System-on-Modules gibt es von diversen Herstellern, in verschiedenen Formfaktoren und mit zahlreichen Schnittstellen. Selbst die Verbindung zum Trägerboard lässt sich auf unterschiedliche Weise herstellen. Sich für ein lötbares oder steckbares System-on-Module zu entscheiden will wohl überlegt sein.

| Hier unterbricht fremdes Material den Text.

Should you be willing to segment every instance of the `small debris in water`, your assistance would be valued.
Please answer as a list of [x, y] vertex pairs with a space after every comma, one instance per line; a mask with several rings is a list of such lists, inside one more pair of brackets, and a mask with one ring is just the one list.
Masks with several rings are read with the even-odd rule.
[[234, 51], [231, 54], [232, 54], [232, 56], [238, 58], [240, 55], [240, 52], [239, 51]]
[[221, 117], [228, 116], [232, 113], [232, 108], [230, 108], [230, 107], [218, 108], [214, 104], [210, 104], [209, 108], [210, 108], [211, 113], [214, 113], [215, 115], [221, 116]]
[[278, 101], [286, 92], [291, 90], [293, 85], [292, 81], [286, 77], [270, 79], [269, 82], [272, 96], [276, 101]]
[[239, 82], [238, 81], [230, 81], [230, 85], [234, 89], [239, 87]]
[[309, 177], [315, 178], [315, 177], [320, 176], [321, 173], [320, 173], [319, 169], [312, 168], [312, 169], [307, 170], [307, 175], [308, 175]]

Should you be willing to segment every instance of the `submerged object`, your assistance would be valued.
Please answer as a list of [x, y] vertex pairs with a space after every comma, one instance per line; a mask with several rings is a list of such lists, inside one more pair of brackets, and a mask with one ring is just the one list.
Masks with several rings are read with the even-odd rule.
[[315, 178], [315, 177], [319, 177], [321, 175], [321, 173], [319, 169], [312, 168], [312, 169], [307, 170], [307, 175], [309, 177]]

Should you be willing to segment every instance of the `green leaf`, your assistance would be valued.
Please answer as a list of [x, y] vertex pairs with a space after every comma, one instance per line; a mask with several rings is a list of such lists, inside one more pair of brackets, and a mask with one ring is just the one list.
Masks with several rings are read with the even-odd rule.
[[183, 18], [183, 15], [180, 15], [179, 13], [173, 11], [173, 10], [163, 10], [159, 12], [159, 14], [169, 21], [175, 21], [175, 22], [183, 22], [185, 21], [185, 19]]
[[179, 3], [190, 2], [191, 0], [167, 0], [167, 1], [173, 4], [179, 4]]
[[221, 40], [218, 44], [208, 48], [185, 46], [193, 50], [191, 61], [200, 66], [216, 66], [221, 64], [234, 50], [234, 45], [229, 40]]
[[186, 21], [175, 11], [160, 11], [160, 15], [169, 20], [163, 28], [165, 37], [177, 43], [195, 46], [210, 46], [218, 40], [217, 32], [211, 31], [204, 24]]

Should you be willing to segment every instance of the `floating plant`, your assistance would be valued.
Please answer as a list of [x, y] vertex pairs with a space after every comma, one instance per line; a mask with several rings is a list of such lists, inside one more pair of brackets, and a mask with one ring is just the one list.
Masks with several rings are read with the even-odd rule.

System-on-Modules (SoMs) sind aus der Embedded-Branche nicht mehr wegzudenken. Die Computermodule – ebenfalls als Computer-on-Module (CoM) bezeichnet – vereinen alle relevanten Funktionen auf einem Board. Hierzu gehören Prozessor- und Grafikeinheit, Arbeits- (DRAM) und Programmspeicher (NOR, NAND, eMMC), Takt- und Energiemanagement sowie zahlreiche Kommunikationsschnittstellen wie Ethernet, WiFi, Bluetooth, USB oder I2C. Im Gegensatz zum Single Board Computer (SBC) ist ein SoM allein kein einsatzbereites System. Hierfür braucht es ein Trägerboard, auf dem fehlende Bestandteile wie Stromversorgung oder Steckverbinder untergebracht sind. Vorteile von SoMs sind das schnelle und risikoarme Entwickeln der Hardware, vergleichsweise geringe Systemkosten und eine hohe Flexibilität, zum Beispiel über das Upgraden des Prozessors oder das Erweitern der Schnittstellen.
System-on-Modules kommen branchenübergreifend für Steuerungs- und Konnektivitätsaufgaben zum Einsatz. Sie finden sich im klassischen Maschinen- und Anlagenbau, in Gebäude- und Industrieautomation, E-Mobility sowie Transportwesen, Labor- und Messtechnik oder in der Medizintechnik und im Gesundheitswesen.
Im Zeitalter der Digitalisierung und Vernetzung spielen System-on-Modules eine zentrale Rolle beim Realisieren von IoT-Applikationen. Embedded-Computer müssen immer leistungsfähiger sein, um komplexe Aufgaben zu erfüllen, zugleich sollen sie energieeffizient und platzsparend sein. Moderne SoMs sollen die Anforderung des jeweiligen Endkunden erfüllen aber trotzdem möglichst universell einsetzbar sein. Auch die Produktion soll möglichst einfach und somit kostengünstig möglich sein, dabei zugleich einen hohen Qualitätsstandard gewährleisten. All diese Anforderungen haben die meisten Applikationen gemeinsam, jedoch sind die individuellen Kundenwünsche sehr unterschiedlich. Somit ist die Auswahl des idealen SoMs immer eine individuelle Entscheidung.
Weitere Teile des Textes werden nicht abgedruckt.